Lab K: Isolation of Bixin (column chromatography) Flashcards
column chromatography
a technique used to separate macroscopic amounts (large amounts) of compounds based on their POLARITIES
- like running a “larger TLC”
- most common organic purification techique
how do we choose the appropriate solvent for separation/to use for column chromatography?
use TLC to determine the appropriate/optimal solvent
- want a solvent such that
1. the desired compound will move off the baseline
2. the desired compound will separate well (aka clear separation) from other compounds
what are our choices of solvents and which one was chosen?
DCM
3% EtOH in DCM
10% EtOH in DCM
–> 3% EtOH in DCM was chosen
describe the steps in packing the column
- Make sure the Column is clamped in the middle and it is vertical
- Prepare (in a beaker) a slurry of silica gel and the appropriate solvent
- Add the slurry via POWDER FUNNEL
- Add more solvent to wash slurry down the sides of the column using a pipette
- Open stopcock to collect the solvent in a beaker and reuse solvent (as long as it’s not colored)
- DO NOT let solvent level fall below the top of the silica
how to prepare the sample
the sample needs to be COMPLETELY DISSOLVED –> use pipette to dissolve as much sample as possible
why it is important that the sample is completely dissolved when preparing the sample?

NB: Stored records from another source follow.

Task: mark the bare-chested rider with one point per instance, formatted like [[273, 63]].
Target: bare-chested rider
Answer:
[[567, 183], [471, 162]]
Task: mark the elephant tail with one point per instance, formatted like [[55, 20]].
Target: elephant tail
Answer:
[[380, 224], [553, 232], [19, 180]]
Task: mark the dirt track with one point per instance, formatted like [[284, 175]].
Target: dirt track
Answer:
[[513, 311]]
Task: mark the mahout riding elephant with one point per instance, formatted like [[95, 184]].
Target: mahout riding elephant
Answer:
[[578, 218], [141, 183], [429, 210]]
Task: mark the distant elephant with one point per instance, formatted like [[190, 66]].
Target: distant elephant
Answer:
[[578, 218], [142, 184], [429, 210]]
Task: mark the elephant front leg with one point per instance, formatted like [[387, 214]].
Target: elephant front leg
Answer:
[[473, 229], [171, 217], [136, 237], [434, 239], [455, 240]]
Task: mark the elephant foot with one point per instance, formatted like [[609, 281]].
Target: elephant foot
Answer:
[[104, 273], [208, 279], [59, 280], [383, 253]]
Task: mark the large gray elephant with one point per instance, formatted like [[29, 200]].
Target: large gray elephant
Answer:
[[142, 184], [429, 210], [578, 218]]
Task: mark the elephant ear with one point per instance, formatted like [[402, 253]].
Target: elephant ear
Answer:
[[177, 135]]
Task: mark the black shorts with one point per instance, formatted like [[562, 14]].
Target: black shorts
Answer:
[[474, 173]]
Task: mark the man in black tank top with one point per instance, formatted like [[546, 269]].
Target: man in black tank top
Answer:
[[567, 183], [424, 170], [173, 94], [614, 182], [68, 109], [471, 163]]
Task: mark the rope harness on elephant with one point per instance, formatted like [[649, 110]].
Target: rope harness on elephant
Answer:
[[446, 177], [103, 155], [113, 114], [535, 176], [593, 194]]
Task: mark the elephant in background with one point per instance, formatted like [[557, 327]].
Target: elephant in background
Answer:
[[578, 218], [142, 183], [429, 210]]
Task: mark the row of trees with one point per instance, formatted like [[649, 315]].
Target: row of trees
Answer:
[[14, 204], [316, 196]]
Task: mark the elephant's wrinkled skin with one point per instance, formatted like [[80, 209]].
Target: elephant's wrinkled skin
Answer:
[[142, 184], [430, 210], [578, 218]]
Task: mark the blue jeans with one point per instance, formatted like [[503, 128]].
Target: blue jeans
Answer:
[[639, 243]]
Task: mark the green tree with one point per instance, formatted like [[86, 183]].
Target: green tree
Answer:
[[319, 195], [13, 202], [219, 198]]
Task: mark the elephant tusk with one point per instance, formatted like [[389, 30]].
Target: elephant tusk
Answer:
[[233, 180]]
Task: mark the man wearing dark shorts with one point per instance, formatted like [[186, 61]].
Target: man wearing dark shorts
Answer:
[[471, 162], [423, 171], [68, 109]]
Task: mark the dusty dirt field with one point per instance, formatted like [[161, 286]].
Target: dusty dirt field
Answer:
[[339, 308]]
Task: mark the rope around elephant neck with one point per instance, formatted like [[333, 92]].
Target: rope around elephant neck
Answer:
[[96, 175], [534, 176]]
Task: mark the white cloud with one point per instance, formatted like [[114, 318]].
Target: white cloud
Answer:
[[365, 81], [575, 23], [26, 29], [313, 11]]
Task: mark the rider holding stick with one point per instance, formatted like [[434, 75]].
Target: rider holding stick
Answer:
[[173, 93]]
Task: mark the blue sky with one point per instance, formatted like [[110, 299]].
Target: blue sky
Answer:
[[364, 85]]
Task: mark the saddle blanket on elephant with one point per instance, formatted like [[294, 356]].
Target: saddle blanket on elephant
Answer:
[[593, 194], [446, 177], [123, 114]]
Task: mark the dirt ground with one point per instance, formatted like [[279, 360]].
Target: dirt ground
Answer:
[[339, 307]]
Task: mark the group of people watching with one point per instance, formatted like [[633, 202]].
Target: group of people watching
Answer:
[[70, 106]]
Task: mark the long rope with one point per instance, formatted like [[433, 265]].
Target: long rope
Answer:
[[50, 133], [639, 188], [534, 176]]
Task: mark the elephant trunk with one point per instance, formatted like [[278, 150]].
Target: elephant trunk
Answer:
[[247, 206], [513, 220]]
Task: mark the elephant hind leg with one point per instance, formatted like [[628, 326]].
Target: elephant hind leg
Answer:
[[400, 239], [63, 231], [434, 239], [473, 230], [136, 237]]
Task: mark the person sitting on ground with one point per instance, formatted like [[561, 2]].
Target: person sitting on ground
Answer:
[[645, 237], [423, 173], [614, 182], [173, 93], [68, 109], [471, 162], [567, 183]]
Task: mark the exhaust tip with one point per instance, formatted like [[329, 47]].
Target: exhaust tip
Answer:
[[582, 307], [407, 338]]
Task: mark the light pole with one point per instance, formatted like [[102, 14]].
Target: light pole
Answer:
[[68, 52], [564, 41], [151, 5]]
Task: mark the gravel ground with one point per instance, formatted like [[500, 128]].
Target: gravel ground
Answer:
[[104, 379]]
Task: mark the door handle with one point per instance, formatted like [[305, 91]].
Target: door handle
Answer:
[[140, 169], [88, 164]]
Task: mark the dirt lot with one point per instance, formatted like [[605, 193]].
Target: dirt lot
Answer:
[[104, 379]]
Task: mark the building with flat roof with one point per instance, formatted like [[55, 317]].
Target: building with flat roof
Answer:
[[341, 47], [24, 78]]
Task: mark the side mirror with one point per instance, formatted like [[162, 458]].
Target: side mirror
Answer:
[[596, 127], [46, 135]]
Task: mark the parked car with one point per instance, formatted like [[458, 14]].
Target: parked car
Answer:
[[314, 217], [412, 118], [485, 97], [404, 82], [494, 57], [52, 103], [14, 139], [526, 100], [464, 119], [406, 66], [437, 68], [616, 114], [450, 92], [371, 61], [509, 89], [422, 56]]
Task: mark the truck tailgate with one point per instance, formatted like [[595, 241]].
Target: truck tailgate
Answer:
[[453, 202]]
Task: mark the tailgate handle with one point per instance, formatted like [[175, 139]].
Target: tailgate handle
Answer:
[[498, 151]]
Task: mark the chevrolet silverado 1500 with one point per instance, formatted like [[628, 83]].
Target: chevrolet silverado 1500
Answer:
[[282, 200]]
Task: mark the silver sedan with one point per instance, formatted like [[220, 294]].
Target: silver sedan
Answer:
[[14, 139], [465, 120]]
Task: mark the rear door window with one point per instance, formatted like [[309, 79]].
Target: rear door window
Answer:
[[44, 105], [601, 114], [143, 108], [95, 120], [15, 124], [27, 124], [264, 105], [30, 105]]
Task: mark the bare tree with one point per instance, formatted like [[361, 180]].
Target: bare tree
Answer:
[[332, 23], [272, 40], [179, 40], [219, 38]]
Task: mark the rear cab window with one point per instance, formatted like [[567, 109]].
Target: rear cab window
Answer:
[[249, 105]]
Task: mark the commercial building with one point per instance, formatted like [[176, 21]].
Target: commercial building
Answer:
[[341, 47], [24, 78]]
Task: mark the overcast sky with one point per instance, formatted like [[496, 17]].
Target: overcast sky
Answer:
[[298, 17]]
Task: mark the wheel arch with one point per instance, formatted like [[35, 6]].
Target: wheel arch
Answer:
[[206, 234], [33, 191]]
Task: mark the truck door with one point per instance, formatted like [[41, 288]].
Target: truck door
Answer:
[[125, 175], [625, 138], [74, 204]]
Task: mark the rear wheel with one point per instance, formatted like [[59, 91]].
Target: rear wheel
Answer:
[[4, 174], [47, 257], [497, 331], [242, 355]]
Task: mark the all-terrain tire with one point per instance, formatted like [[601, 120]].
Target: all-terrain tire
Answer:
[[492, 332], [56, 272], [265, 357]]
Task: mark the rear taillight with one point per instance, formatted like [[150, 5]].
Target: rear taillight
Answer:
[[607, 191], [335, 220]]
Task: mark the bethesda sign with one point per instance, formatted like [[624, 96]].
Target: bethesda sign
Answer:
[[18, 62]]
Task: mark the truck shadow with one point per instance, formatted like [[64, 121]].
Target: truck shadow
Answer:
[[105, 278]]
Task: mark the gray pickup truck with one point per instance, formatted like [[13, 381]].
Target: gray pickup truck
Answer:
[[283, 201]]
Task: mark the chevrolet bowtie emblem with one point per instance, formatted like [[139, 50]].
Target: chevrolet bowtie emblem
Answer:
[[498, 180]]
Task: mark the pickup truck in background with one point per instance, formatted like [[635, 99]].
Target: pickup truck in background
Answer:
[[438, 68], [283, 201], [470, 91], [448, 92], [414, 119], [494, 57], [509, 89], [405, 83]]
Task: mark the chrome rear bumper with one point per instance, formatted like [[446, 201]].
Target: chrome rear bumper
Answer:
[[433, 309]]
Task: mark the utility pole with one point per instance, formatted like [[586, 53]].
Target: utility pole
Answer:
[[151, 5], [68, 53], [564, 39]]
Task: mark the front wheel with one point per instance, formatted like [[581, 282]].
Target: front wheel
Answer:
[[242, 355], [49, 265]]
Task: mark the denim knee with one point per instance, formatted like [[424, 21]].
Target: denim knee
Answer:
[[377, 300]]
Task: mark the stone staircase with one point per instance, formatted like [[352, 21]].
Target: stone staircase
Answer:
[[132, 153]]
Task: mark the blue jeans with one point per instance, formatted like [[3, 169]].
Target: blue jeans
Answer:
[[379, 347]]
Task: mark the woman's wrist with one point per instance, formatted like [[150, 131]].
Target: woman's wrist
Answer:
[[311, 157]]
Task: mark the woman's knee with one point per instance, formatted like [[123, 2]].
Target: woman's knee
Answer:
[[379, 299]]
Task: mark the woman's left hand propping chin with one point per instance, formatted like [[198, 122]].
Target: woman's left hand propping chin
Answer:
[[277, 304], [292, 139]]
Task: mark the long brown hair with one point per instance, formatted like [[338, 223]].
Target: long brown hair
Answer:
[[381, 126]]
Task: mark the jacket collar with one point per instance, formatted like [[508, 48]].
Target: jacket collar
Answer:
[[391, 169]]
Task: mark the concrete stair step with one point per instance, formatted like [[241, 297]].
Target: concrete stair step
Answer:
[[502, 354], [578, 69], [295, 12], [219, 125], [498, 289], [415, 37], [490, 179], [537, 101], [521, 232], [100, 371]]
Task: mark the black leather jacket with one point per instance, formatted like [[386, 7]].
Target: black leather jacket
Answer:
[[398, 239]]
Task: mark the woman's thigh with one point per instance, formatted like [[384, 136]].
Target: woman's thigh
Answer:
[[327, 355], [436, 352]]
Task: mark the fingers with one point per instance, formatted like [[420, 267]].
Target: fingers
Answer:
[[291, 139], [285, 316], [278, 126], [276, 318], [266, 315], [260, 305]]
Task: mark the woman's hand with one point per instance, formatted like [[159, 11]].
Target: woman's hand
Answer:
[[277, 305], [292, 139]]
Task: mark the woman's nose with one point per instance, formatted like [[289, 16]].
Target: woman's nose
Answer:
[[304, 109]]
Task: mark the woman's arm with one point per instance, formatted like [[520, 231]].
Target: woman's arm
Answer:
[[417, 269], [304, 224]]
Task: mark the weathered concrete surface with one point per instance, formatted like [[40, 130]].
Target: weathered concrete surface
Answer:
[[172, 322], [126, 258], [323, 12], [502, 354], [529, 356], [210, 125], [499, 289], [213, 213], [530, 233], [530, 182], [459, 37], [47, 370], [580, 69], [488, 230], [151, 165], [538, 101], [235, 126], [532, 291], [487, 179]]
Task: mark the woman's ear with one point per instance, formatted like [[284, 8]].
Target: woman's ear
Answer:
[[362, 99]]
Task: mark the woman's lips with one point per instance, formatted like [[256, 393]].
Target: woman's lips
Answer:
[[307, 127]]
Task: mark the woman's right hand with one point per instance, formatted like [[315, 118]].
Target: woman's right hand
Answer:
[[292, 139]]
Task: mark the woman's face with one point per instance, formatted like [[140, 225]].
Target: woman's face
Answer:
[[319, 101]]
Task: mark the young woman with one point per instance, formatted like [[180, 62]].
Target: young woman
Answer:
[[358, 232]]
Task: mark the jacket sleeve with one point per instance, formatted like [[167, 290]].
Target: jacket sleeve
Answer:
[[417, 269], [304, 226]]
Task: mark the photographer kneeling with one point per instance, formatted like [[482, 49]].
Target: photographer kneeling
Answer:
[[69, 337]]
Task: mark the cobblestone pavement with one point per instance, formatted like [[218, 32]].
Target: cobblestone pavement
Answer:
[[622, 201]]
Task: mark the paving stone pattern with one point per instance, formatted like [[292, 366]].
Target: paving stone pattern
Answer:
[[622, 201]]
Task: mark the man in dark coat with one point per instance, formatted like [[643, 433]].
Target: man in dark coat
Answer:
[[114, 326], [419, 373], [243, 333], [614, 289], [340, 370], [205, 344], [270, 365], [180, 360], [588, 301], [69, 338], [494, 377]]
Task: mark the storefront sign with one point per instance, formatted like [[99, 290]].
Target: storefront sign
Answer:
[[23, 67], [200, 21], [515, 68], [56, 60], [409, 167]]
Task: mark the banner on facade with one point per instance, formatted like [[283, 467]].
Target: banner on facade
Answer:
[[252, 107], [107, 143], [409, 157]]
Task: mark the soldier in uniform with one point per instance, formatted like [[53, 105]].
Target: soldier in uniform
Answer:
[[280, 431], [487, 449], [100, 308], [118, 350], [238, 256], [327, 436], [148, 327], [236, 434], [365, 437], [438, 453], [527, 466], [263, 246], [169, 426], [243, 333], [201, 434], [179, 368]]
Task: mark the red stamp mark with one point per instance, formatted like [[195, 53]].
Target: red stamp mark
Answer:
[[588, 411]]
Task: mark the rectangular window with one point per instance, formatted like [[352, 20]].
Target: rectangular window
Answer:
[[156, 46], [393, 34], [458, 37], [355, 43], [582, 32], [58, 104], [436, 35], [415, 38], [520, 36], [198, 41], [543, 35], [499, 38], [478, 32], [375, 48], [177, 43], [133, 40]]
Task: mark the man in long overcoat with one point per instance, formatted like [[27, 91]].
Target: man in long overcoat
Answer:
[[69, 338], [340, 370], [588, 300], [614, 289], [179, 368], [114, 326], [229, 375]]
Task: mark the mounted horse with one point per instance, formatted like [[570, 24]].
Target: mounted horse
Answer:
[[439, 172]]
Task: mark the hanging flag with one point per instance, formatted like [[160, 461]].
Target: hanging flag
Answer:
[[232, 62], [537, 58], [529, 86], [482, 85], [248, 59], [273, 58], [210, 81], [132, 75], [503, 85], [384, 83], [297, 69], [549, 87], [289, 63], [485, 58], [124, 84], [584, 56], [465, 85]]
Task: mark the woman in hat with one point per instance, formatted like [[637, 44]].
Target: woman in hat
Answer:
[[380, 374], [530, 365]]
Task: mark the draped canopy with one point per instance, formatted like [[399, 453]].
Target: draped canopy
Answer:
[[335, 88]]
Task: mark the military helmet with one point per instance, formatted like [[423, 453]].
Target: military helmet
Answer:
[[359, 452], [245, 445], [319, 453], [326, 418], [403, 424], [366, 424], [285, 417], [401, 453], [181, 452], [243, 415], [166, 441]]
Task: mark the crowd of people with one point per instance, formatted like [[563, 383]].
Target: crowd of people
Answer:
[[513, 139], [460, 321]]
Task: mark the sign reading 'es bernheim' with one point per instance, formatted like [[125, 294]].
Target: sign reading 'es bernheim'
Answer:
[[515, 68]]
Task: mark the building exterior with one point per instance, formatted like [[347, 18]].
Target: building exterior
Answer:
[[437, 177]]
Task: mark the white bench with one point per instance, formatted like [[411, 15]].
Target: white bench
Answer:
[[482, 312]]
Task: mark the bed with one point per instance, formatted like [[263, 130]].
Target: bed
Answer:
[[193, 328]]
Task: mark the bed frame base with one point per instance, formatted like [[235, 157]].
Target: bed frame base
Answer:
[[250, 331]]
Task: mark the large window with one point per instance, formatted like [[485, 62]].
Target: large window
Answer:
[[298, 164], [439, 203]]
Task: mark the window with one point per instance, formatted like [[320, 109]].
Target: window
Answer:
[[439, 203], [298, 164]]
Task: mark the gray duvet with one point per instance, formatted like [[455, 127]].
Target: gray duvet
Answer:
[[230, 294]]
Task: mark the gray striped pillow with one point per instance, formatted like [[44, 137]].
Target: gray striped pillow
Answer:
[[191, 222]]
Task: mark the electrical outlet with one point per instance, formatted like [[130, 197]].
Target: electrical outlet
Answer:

very important to load the sample in a narrow band onto the column
what color are the bands in the column for norbixin, bixin, and methyl bixin
norbixin - dark red
bixin - bright orange-red
methyl bixin - yellow
what does it mean for the column to run dry and what happens if it does?
column running dry means that there is no solvent above the silica gel (aka the solvent level fell below the top of the silica gel)
cracks will develop inside the silica gel in the column and thus will affect the separation
what does it mean for the sample to be LOADED into the column and what can you do afterwards?
the solution above the silica gel layer is colorless
once the sample is loaded, gently fill the column all the way to the top with solvent (3-4mL increments)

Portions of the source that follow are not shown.